Some of the critiques I heard were tantamount to rejecting high dimensional and nonparametric statistics entirely (e.g. “I don’t think bias-variance tradeoffs from nonparametric statistics are relevant in finite samples”)
I started working on finite sample nonparametrics in order to address these critiques.
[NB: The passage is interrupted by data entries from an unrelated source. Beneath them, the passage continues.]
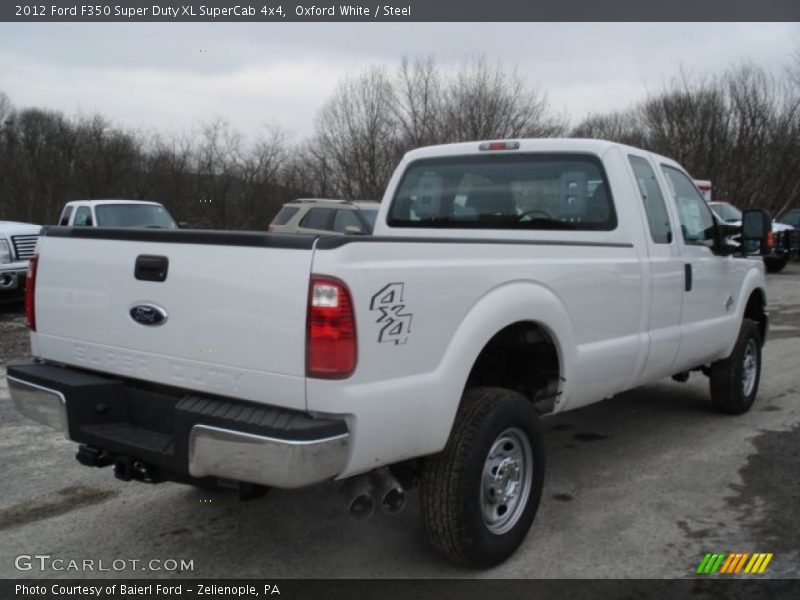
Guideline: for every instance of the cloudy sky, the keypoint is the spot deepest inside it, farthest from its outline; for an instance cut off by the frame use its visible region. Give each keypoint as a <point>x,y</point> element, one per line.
<point>170,76</point>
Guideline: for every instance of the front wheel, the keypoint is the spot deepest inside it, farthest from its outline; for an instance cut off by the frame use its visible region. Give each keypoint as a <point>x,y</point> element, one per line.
<point>775,264</point>
<point>480,494</point>
<point>734,380</point>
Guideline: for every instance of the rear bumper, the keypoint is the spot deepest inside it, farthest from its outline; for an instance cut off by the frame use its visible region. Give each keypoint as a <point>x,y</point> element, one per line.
<point>156,433</point>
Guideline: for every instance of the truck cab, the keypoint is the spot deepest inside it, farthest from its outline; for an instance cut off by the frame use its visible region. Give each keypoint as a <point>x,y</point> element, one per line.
<point>17,245</point>
<point>116,213</point>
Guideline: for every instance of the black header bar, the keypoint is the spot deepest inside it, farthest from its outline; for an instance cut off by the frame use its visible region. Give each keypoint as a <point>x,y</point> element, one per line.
<point>397,11</point>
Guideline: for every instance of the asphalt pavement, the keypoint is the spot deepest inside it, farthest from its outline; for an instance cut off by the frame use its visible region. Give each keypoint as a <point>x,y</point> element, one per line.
<point>641,485</point>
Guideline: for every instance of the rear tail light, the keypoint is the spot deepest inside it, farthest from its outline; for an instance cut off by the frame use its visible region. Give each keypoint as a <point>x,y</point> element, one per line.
<point>331,346</point>
<point>30,293</point>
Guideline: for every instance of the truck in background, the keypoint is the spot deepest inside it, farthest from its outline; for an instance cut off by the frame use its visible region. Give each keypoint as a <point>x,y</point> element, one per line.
<point>116,213</point>
<point>17,246</point>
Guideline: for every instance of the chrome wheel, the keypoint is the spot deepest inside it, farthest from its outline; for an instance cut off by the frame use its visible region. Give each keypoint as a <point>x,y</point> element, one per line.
<point>506,480</point>
<point>749,368</point>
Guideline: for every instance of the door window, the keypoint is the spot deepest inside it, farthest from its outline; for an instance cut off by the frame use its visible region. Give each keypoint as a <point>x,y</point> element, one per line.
<point>697,224</point>
<point>83,217</point>
<point>653,200</point>
<point>65,216</point>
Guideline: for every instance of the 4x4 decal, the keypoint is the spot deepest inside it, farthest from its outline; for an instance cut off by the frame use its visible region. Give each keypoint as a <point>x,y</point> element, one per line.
<point>394,321</point>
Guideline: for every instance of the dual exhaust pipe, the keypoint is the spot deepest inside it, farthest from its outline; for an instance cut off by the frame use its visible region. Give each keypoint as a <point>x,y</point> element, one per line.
<point>362,492</point>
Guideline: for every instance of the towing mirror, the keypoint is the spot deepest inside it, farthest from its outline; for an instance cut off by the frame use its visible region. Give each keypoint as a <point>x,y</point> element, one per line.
<point>757,231</point>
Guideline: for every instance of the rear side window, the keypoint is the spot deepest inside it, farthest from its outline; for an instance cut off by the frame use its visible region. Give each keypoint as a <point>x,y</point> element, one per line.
<point>653,200</point>
<point>347,218</point>
<point>318,218</point>
<point>284,215</point>
<point>65,216</point>
<point>83,217</point>
<point>697,224</point>
<point>519,191</point>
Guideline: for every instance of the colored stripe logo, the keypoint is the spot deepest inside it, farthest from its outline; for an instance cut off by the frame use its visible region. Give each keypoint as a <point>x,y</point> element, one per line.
<point>733,563</point>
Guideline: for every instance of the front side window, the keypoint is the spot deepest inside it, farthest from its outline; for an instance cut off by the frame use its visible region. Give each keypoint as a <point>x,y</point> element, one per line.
<point>284,215</point>
<point>519,191</point>
<point>653,200</point>
<point>65,216</point>
<point>83,217</point>
<point>697,224</point>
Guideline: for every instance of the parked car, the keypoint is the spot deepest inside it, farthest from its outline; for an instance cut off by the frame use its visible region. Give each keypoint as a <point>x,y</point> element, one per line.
<point>322,215</point>
<point>785,242</point>
<point>505,281</point>
<point>116,213</point>
<point>17,244</point>
<point>791,217</point>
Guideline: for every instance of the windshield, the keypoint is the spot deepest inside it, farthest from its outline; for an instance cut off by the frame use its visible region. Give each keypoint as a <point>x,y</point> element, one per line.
<point>505,191</point>
<point>134,215</point>
<point>727,212</point>
<point>369,216</point>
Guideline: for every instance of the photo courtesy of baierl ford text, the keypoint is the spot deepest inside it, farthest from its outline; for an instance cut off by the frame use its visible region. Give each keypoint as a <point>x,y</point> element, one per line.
<point>428,299</point>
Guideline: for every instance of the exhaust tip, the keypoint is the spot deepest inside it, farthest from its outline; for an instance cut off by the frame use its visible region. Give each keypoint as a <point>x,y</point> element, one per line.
<point>393,501</point>
<point>362,507</point>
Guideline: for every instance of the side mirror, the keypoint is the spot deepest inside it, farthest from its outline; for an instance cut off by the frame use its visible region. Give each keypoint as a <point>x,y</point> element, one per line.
<point>757,231</point>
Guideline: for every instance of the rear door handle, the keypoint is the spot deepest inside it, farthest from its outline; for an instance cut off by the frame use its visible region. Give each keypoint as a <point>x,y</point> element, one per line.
<point>151,268</point>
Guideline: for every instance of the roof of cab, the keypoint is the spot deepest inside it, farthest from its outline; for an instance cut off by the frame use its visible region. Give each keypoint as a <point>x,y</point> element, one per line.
<point>116,201</point>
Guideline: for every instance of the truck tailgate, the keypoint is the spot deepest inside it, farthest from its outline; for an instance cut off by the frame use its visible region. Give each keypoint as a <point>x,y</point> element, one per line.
<point>235,308</point>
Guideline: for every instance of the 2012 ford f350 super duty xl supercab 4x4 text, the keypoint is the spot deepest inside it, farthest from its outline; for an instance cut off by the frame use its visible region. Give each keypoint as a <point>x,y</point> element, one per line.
<point>504,281</point>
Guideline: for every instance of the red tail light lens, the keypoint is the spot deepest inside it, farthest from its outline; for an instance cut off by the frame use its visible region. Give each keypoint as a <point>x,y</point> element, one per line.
<point>30,293</point>
<point>331,347</point>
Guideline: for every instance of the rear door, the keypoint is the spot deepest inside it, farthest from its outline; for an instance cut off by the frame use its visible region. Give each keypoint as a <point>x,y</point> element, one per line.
<point>665,266</point>
<point>232,308</point>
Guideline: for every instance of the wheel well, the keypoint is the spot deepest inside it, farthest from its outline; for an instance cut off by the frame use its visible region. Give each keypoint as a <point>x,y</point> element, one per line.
<point>521,357</point>
<point>756,310</point>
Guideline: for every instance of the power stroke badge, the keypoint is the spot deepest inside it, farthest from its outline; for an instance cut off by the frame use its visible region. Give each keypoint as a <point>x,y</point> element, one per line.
<point>393,318</point>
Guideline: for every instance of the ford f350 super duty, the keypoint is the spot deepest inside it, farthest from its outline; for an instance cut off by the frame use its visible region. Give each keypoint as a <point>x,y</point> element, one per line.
<point>504,281</point>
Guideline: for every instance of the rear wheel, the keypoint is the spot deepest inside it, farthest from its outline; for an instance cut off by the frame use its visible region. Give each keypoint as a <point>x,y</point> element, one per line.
<point>480,494</point>
<point>734,380</point>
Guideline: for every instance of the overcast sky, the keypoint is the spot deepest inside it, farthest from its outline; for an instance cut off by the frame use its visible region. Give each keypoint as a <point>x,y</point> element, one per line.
<point>170,76</point>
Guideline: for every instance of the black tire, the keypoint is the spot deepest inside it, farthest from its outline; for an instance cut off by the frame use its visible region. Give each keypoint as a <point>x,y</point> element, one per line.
<point>774,264</point>
<point>453,487</point>
<point>731,391</point>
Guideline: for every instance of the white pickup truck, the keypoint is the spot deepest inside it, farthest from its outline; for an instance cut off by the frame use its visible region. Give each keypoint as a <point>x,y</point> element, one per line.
<point>17,244</point>
<point>504,281</point>
<point>116,213</point>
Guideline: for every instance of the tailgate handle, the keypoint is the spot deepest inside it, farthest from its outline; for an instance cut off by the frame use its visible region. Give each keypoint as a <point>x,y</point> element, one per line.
<point>151,268</point>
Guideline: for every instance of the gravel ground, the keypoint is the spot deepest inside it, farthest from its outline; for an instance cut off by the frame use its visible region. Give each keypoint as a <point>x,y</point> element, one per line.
<point>641,485</point>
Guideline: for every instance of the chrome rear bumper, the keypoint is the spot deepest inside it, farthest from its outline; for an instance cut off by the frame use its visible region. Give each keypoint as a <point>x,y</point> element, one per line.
<point>177,435</point>
<point>260,459</point>
<point>44,405</point>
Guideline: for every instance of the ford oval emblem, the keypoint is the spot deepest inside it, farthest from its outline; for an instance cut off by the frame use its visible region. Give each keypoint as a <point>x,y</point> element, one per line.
<point>148,314</point>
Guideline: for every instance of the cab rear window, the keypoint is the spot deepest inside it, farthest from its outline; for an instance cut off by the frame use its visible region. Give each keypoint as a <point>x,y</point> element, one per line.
<point>517,191</point>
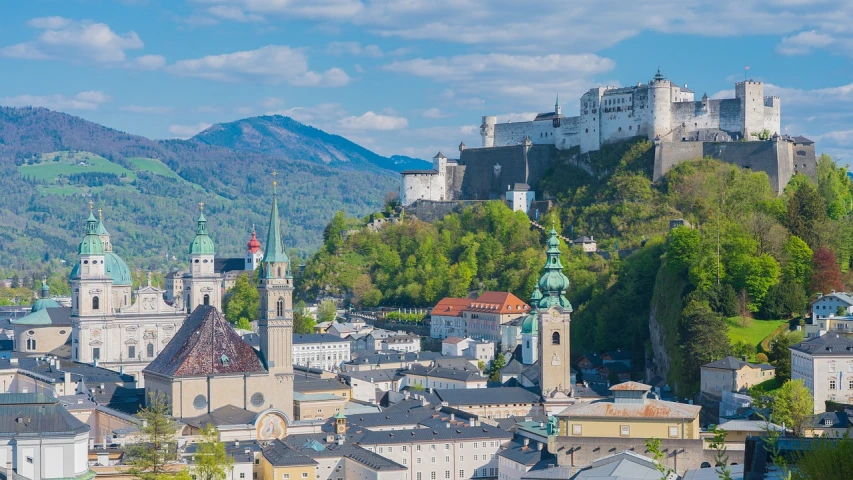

I discovered that there was indeed some work on this that had mostly been forgotten or ignored.
Observe \(\{(x_i,Y_i)_{i=1}^n\}\) with \[ Y_i = f(x_i) + u_i,\quad E(u_i)=0 \]
Treat \(x_1,\ldots,x_n\) as fixed (if they are random, replace \(E(\cdot)\) with \(E(\cdot |x_1,\ldots,x_n)\)).
Subscript to denote dependence on \(f\) when needed: e.g. \(E_f Y_i=f(x_i)\).
Specify a (possibly infinite dimensional) parameter space \(\mathcal{F}\) such that \(f\) is assumed to be in \(\mathcal{F}\).
Interested in a scalar parameter \(Lf\) that is a linear functional of \(f\).
All other aspects of the regression function \(f\) other than \(Lf\) are nuisance parameters
Consider case where \(x_i\in\mathbb{R}\) for simplicity
No parametric assumptions on \(f\), just assume that it’s “smooth”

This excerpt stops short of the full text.